Survivors of slavery who speak out against their traffickers in prosecution cases are reportedly ending up sleeping rough on Britain’s streets, because they aren’t being sufficiently looked after.
Others, according to human rights groups, are having to return to their traffickers because they have nowhere else to go.
Kate Roberts, from the Human Trafficking Foundation, told the Guardian that once people have been formally identified as victims of slavery, most “are not given a secure immigration status or right to remain and so find themselves almost instantly destitute and without anywhere to live.”
“Anecdotally, we know that some victims who have done everything they have been asked to by the authorities are actively re-entering exploitation just to get a roof over their heads,” she said. “Others who have helped secure the prosecution of their traffickers are finding themselves on the streets.”
It is estimated that there are up to 13,000 victims of modern slavery in the UK alone — including in labour or sexual exploitation, or domestic servitude.
The British government has made significant progress in the fight against human trafficking, following the introduction of the Modern Slavery Act in 2015 — designed both to combat slavery, and protect its victims.

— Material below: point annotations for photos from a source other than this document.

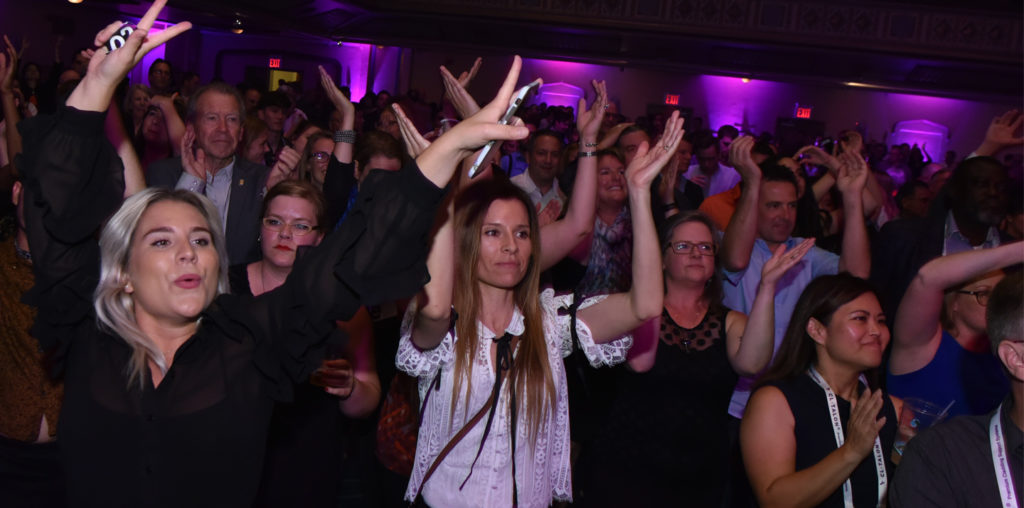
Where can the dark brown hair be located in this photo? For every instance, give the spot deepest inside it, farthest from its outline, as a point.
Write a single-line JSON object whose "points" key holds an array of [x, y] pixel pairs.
{"points": [[819, 300]]}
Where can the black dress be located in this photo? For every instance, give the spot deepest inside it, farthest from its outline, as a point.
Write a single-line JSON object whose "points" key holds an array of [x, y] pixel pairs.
{"points": [[305, 445], [665, 440], [815, 437], [198, 439]]}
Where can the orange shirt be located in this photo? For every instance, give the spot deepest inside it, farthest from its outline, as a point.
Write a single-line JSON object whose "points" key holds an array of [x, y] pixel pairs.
{"points": [[721, 206]]}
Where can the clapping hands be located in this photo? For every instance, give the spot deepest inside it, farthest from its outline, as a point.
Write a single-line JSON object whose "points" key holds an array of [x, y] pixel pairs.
{"points": [[650, 159]]}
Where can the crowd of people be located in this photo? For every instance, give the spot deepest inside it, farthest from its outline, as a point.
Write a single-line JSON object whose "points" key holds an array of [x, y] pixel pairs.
{"points": [[220, 295]]}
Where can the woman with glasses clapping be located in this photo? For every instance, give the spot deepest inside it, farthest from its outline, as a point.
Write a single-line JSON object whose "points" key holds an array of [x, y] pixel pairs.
{"points": [[305, 447], [672, 410]]}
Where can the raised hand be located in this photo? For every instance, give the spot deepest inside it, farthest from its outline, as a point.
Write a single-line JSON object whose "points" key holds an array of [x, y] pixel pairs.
{"points": [[7, 66], [284, 169], [589, 121], [415, 142], [863, 425], [455, 90], [1003, 132], [25, 45], [670, 174], [852, 174], [649, 161], [781, 260], [467, 76], [851, 140], [817, 157], [739, 157], [107, 70], [340, 101]]}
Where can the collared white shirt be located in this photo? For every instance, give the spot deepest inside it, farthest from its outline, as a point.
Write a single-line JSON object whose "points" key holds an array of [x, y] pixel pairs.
{"points": [[953, 241], [543, 469], [217, 186], [541, 201]]}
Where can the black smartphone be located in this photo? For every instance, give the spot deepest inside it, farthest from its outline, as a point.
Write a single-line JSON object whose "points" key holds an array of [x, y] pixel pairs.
{"points": [[120, 37]]}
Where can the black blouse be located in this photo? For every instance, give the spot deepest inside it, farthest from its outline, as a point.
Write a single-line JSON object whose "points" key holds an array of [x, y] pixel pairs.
{"points": [[198, 439]]}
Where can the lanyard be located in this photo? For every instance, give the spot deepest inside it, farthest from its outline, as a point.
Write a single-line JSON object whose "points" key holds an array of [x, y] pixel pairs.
{"points": [[880, 460], [1008, 495]]}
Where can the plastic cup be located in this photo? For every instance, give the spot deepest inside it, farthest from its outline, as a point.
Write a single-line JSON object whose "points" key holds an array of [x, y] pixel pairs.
{"points": [[915, 416]]}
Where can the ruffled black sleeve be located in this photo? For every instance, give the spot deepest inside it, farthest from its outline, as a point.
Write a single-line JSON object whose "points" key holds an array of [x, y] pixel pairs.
{"points": [[378, 254], [338, 184], [73, 181]]}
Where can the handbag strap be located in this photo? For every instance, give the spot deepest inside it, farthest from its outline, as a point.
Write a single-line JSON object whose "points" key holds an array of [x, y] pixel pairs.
{"points": [[455, 440]]}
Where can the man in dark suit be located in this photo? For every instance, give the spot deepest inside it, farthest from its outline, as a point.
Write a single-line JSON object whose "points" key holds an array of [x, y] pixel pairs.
{"points": [[966, 215], [237, 186]]}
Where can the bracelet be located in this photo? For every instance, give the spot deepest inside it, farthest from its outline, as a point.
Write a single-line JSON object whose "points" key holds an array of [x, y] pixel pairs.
{"points": [[355, 383], [344, 136]]}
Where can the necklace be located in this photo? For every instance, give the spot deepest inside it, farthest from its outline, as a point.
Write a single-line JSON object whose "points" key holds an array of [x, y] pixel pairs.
{"points": [[22, 253]]}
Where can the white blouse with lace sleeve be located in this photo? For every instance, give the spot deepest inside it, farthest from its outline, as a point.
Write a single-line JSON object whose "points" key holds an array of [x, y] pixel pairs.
{"points": [[542, 466]]}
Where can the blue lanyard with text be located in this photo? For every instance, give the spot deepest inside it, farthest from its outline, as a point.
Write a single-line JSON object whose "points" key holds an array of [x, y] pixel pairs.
{"points": [[1008, 493]]}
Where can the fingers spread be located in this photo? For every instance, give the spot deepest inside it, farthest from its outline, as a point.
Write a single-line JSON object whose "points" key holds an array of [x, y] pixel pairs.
{"points": [[151, 15], [501, 100]]}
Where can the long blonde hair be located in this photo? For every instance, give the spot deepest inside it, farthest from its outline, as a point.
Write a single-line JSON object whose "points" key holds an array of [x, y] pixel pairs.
{"points": [[115, 308], [530, 376]]}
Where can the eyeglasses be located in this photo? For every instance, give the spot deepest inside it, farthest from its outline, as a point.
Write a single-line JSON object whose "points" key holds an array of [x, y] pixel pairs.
{"points": [[981, 296], [296, 228], [683, 248]]}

And a report by the UK’s National Audit Office (NAO) in December showed that referrals of potential victims to the National Referral Mechanism (NRM) increased significantly between 2014 and 2016 — showing that more potential victims are being identified.
Protesters march through the streets of London against modern slavery, in December 2017.
Hope for Justice, which works to offer pro bono legal support for trafficking victims, however, said that in 2015, 70% of their clients were facing homelessness and struggling to access welfare support.
“If someone disappears or is homeless and potentially re-trafficked, we have not only failed in a basic moral duty, we have also lost them as a potential prosecution witness,” the organisation’s legal director, Phillipa Roberts, told the Guardian.
The Home Office said in a statement: “In October 2017, we announced a package of reforms to the national referral mechanism.”
These included: a minimum of 90 days’ specialist support, including accommodation, subsistence, counselling, access to mental, physical, and dental health services, and signposting to legal support.
Human rights groups, including the Human Trafficking Foundation, have previously warned that not being able to offer guarantees of protection and support to victims of the slave trade, can make it very difficult to gain their trust.
The NAO’s report — which said the Home Office has an “incomplete picture” of modern slavery — also called into question how effective victim support currently is. One example it raised is that safe houses need standards for quality care, as well as regular inspections.
Kevin Hyland, the independent anti-slavery commissioner, has previously described the UK as a “world leader” in the fight, adding that he looks forward to seeing further progress.